From June 2014 to January 2018, a total of 42 patients with an isolated LHBT lesion were treated with our modified double-row technique for arthroscopic biceps tenodesis, and operations were performed by the same group of surgeons. This study was approved by the Ethics Committee at our hospital.
The inclusion criteria were: ineffectiveness of conservative treatment for >3 months; age ≤70 years; high demands for function and appearance; and confirmed presence of isolated LHBT damage (partial-thickness tear or fray of LHBT tendon of >25% to 50%; LHBT subluxation or dislocation; refractory inflammation of the tendon) during the surgery.
The exclusion criteria were: age >70 years; obsolete rupture and retraction of the LHBT; and combination with other shoulder disorders (such as neuropathy, rotator cuff diseases, Bankart lesion, shoulder fractures, etc.).
Under general anesthesia, the patient was placed in the side-lying position with the affected upper extremity abducted by 20º to 30º and flexed at 20º; longitudinal traction was provided with a weight of 5 to 10 lb (Star SleeveTraction System; Arthrex, Naples, FL).
Standard posterior and anterior portals were established for intra-articular examination. After a thorough examination of the glenohumeral joint, the distal part of the tendon was drawn into the joint with a retriever to evaluate any pathologies of the portion within the intertubercular sulcus.
A spinal needle was utilized to pierce the LHBT into the joint cavity, and a radiofrequency device (Smith & Nephew, Andover, MA, USA) was used to sever the tendon at its junction with the glenoid insertion and debride the stump. The spinal needle was used to keep the LHBT in position and later to help find the location of the bicipital groove in the subacromial space.
Initially, the arthroscope was inserted into the subacromial space through the posterior portal. The routine lateral and anterolateral portals were established. The subacromial bursa was debrided, and acromioplasty was performed if necessary. Then the arthroscope was inserted into the lateral portal. Through the anterolateral portal, the spinal needle which was located at the bicipital groove was found, and the biceps sheath was opened. The LHBT was totally released to the level of the musculotendinous junction with the radiofrequency device. After that, the tendon was pulled out of the bicipital groove, and the inflamed tissue and synovium around the tendon and at the groove was debrided with the radiofrequency device. On the proximal part of the bicipital groove, a fresh bleeding bone bed was created. A double-loaded suture anchor (5.5-mm AR-1927BCF-45, corkscrew; Arthrex, Naples, FL) was placed into the groove at about 1 cm distal to its starting point (i.e., close to its entrance) via the anterolateral portal (Fig. 1A), and one suture was pulled out for cerclage of the distal row. A BirdBeak device (Arthrex, Naples, FL) was applied to penetrate the LHBT. One strand of the remaining suture was pulled through the tendon to make a suture loop (Fig. 1B,C), and the other strand of the remaining suture was pulled through the loop (Fig. 1D).
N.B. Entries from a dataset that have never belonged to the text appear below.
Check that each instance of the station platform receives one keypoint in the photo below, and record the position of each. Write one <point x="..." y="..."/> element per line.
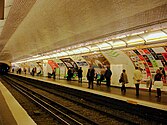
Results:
<point x="145" y="97"/>
<point x="12" y="113"/>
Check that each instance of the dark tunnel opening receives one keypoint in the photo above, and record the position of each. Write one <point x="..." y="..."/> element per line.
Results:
<point x="4" y="68"/>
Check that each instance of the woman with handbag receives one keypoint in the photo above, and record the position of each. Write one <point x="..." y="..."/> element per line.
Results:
<point x="123" y="80"/>
<point x="158" y="83"/>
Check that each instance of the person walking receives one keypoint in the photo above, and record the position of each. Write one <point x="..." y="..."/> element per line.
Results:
<point x="123" y="80"/>
<point x="90" y="76"/>
<point x="137" y="79"/>
<point x="69" y="73"/>
<point x="80" y="75"/>
<point x="158" y="83"/>
<point x="107" y="75"/>
<point x="54" y="74"/>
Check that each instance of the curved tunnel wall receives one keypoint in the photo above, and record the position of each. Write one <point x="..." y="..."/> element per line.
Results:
<point x="149" y="59"/>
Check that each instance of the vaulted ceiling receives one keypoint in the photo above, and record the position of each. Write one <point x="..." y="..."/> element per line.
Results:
<point x="37" y="26"/>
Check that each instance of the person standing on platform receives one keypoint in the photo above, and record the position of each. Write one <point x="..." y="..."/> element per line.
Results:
<point x="158" y="83"/>
<point x="80" y="75"/>
<point x="107" y="75"/>
<point x="124" y="80"/>
<point x="69" y="73"/>
<point x="54" y="74"/>
<point x="137" y="79"/>
<point x="90" y="76"/>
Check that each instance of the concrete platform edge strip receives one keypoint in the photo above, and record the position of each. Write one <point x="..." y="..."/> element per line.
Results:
<point x="20" y="115"/>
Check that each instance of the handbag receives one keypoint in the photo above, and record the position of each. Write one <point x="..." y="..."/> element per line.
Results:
<point x="121" y="79"/>
<point x="158" y="84"/>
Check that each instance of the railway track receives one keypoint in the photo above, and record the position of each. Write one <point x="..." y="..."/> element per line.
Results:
<point x="104" y="116"/>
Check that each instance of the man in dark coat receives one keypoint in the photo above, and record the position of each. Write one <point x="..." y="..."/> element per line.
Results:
<point x="107" y="75"/>
<point x="90" y="76"/>
<point x="80" y="75"/>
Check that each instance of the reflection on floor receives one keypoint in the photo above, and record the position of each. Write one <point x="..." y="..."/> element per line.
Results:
<point x="145" y="98"/>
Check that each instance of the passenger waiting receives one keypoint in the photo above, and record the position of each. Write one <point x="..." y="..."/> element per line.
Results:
<point x="137" y="79"/>
<point x="123" y="80"/>
<point x="80" y="75"/>
<point x="90" y="76"/>
<point x="158" y="83"/>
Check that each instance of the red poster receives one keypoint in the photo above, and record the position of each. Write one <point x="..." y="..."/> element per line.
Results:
<point x="141" y="57"/>
<point x="165" y="56"/>
<point x="146" y="51"/>
<point x="53" y="64"/>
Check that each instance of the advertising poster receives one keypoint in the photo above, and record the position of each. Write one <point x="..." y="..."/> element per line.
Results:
<point x="97" y="60"/>
<point x="80" y="61"/>
<point x="53" y="64"/>
<point x="70" y="64"/>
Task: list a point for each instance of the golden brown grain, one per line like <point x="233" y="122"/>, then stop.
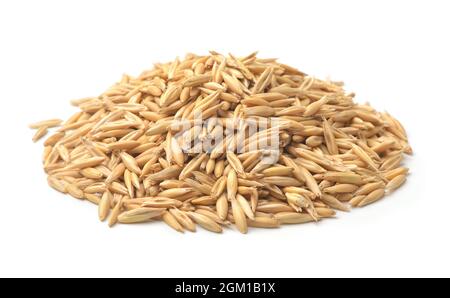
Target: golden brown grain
<point x="128" y="151"/>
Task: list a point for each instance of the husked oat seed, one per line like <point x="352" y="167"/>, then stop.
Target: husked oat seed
<point x="219" y="140"/>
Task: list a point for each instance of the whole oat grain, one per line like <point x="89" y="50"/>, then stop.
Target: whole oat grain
<point x="128" y="150"/>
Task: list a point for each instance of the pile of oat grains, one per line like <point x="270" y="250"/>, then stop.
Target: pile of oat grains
<point x="220" y="140"/>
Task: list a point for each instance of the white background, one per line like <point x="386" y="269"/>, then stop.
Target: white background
<point x="393" y="54"/>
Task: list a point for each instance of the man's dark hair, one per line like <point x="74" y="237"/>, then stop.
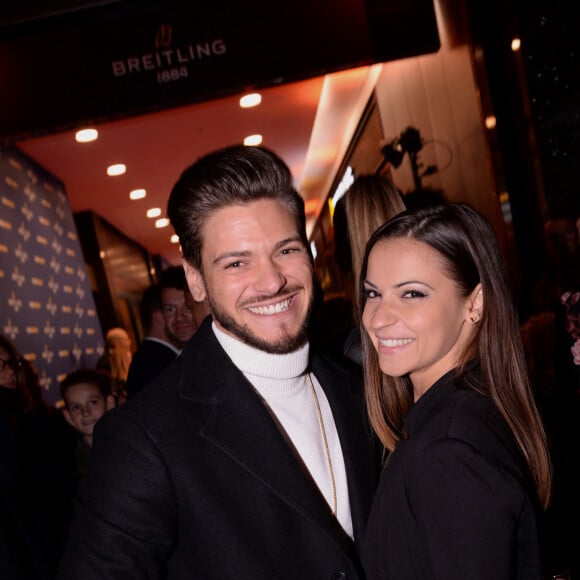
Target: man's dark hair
<point x="235" y="175"/>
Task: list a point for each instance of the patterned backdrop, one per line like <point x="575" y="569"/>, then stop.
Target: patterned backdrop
<point x="46" y="304"/>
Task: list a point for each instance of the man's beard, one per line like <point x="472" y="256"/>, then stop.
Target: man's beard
<point x="282" y="346"/>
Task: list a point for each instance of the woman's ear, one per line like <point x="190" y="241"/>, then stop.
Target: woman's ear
<point x="194" y="281"/>
<point x="475" y="305"/>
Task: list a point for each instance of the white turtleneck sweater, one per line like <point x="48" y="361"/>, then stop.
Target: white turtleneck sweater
<point x="280" y="379"/>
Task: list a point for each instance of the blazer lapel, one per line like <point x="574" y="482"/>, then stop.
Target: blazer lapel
<point x="241" y="426"/>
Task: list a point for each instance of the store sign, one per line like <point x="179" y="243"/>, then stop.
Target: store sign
<point x="103" y="63"/>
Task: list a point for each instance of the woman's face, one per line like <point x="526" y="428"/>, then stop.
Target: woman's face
<point x="413" y="313"/>
<point x="7" y="371"/>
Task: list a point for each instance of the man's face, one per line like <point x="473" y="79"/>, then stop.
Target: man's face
<point x="178" y="316"/>
<point x="257" y="275"/>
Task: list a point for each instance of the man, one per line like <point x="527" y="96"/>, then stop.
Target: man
<point x="167" y="316"/>
<point x="250" y="457"/>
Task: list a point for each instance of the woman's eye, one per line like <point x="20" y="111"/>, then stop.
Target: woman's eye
<point x="414" y="294"/>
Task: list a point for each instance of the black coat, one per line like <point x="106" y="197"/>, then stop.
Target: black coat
<point x="455" y="499"/>
<point x="192" y="479"/>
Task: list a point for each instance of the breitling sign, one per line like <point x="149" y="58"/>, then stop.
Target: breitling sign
<point x="111" y="59"/>
<point x="46" y="305"/>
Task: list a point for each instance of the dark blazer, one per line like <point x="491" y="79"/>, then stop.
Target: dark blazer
<point x="455" y="498"/>
<point x="192" y="479"/>
<point x="147" y="362"/>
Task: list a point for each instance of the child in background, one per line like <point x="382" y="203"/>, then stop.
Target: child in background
<point x="87" y="396"/>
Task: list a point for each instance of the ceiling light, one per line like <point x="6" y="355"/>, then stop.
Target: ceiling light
<point x="86" y="135"/>
<point x="154" y="212"/>
<point x="250" y="100"/>
<point x="253" y="140"/>
<point x="116" y="169"/>
<point x="137" y="194"/>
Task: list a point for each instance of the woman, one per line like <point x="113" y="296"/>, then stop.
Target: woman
<point x="449" y="397"/>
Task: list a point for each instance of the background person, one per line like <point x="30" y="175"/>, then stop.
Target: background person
<point x="116" y="361"/>
<point x="87" y="396"/>
<point x="250" y="456"/>
<point x="449" y="396"/>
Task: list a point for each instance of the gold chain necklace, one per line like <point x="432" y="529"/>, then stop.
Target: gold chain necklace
<point x="325" y="442"/>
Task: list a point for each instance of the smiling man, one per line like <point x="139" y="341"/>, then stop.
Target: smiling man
<point x="250" y="456"/>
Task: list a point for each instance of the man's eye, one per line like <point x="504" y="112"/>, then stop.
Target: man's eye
<point x="287" y="251"/>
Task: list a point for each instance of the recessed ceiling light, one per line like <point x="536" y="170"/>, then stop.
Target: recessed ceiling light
<point x="154" y="212"/>
<point x="250" y="100"/>
<point x="86" y="135"/>
<point x="253" y="140"/>
<point x="137" y="194"/>
<point x="116" y="169"/>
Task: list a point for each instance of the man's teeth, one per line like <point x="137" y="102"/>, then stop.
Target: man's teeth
<point x="272" y="309"/>
<point x="390" y="343"/>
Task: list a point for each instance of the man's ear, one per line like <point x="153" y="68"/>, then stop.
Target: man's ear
<point x="476" y="305"/>
<point x="194" y="281"/>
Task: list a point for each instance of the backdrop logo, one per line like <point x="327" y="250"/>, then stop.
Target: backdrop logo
<point x="169" y="63"/>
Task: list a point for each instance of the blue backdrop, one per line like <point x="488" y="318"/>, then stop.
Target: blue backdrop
<point x="46" y="303"/>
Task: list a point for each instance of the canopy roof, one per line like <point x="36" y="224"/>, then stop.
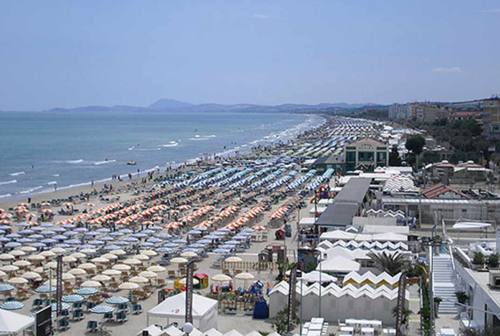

The two strands of the suture were pulled to the anterior portal and untied temporarily.
Next, about 1 cm distal to the proximal loop made by the suture anchor, the middle part of the suture previously pulled out was grabbed to pass under the biceps tendon to form a loop (Fig. 2A). Both strands of the suture were pulled through the loop to tie the tendon (Fig. 2B). A PushLock (Arthrex, Naples, FL) was fixed into the groove about 1 cm distal to the first anchor with both strands of the suture threaded through the PushLock and tightened. The suture tails were trimmed short(Fig. 2C).
Then, both strands of the suture of proximal anchor were pulled to the anterolateral portal and tied using standard suture techniques. The tendon stump proximal to the suture anchor was debrided with the radiofrequency device. Finally, the elbow was flexed and extended to check the stability of the construct. The biceps tenodesis was now completed in the groove by the modified double-row technique (Fig. 2D).
After operation, no shoulder sling was applied. Passive and active range-of-motion exercises were allowed immediately after the surgery, but active biceps flexion was prohibited for 2 weeks. Unrestricted active elbow activity and resistance exercises begun from the fifth week. Full recovery to sport activity was not granted until 3 months after the operation.
Follow-up and Outcome Evaluation
Preoperatively, all the patients were evaluated using the Constant-Murley shoulder (CS) score, the University of California Los Angeles (UCLA) score, and the visual analogue scale (VAS). All patients were followed up at 2 weeks, 6 weeks, 3 months, 6 months, and 12 months after surgery, and the final postoperative follow-up review, and the final follow-up results were recorded. Postoperative complications were recorded.
Statistical analysis was performed using SPSS 22.0 software. Data are expressed as average ± standard deviation (SD), and the Wilcoxon rank sum test was used to perform statistical analysis. P<0.05 was considered as statistically significant.